小学校低学年の道徳に合う絵本は、今の子どもが関心を持っているテーマと、読後に無理なく話せる内容から選ぶのが基本です。まずは「思いやり」「協力」「個性」のうち、学校や家庭での経験に近いテーマを一つ選びましょう。読み終えた後は教訓を説明するのではなく、子どもが気になった場面を一つ聞いてみてください。
- 思いやり・協力・個性のテーマ別に、低学年と読みたい絵本を選べます
- 幼児期から親しまれている作品を小学生と読むときの考え方が分かります
- 道徳的な正解を押し付けない、読後の問いかけ方を確認できます
小学校低学年の道徳絵本は「テーマ」と「話しやすさ」で選ぶ
小学校1・2年生と読む絵本は、人気順や対象年齢だけで決める必要はありません。子どもが学校や家庭で経験していることと、物語のテーマが自然につながるかを考えて選びましょう。

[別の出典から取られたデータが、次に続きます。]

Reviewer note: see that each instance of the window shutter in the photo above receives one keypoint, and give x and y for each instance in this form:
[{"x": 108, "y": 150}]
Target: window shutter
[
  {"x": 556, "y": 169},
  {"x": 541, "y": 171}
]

例えば、友達とのすれ違いが気になっているときは「思いやり」、グループ活動に参加し始めた時期なら「協力」、周囲との違いを気にしているときは「個性」を扱う作品が、話を始めるきっかけになります。
思いやり・親切
相手の立場を想像することや、誰かを気に掛けて行動することについて話せます。
協力・分かち合い
一人では難しいことに力を合わせる過程や、できた喜びを共有することを考えられます。
個性・勇気
周囲との違い、自分にできること、集団の中での役割について話せます。
6冊のテーマと選び方を比較
| 作品 | 話しやすいテーマ | こんなときに選びやすい |
|---|---|---|
| どうぞのいす | 思いやり、譲り合い | 自分の次に使う人のことを考えたいとき |
| しんせつなともだち | 親切、友達とのつながり | 相手を気に掛けて行動することを考えたいとき |
| おおきなかぶ | 協力、一人ひとりの役割 | 力を合わせる意味について話したいとき |
| ぐりとぐら | 協力、分かち合う楽しさ | 一緒に作る過程や喜びに注目したいとき |
| くれよんのくろくん | 個性、仲間との関わり | 周囲との違いや仲間外れについて考えたいとき |
| スイミー | 個性、勇気、知恵 | 自分の役割や仲間と行動することを考えたいとき |
同じ作品でも、子どもによって気になる場面は異なります。大人がテーマを一つに決めてしまわず、子どもが話したい内容を優先してください。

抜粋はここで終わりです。